Superstitious Notions.—Abolition of Duelling.—Interference of Providence.—Challenge to the Ordeal.—The Trial.—Conviction of the Offender.—Uncertainty of the Ordeal.—Ineffectual Prohibition.—Check against Slander.—Exclusion from Society.—Absurd Alternative.—Personal Courage.—Imputation of Cowardice.—Public Opinion.—War between Nations.—Challenges.—Fear of Disgrace.
Mr. Adamson afterwards proceeded to relate the circumstances connected with the cavern. Many superstitious notions, it seems, and much tendency to give credit to tales of supernatural mystery had been brought from Europe by several of the original settlers, trained as they had been in the then prevailing credulity, and many of them tinctured with fanaticism. It is not to be wondered therefore, that, ignorant as they were of physical phenomena, several should have given more or less credit to the reports of the natives respecting evil demons dwelling in these caverns; the dangerous nature of themhaving been proved in some instances by fatal experience.
The employment of one of them for the purpose of an ordeal originated long after. “It ought in the first place to be acknowledged,” said Mr. Adamson, “that the barbarian institution of duels did exist among us, though now long since exploded.”

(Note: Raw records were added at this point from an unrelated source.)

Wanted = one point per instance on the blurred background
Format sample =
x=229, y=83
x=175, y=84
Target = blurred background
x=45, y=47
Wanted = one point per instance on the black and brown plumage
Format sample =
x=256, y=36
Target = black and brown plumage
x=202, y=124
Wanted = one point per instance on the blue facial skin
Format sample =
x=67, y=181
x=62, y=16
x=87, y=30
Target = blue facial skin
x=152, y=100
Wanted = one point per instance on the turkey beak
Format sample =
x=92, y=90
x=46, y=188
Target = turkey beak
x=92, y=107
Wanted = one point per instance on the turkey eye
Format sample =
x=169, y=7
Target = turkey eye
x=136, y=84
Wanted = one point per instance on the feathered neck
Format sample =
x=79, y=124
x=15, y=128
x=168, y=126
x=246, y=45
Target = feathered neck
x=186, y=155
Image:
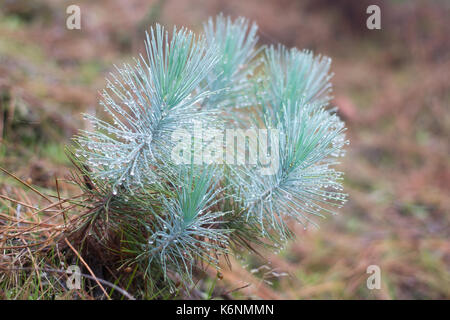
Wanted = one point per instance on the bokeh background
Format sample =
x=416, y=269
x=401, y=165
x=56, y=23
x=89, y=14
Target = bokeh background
x=392, y=87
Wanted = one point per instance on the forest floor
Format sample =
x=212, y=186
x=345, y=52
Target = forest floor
x=393, y=90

They were not of common occurrence; but he added that his father distinctly remembered as a boy the final abolition of the practice, in the manner about to be related. The duel was regarded—and such is well known to have been its original design—as a kind of ordeal, as a solemn appeal to Heaven, which it was supposed would not fail to interfere in support of the rightful combatant.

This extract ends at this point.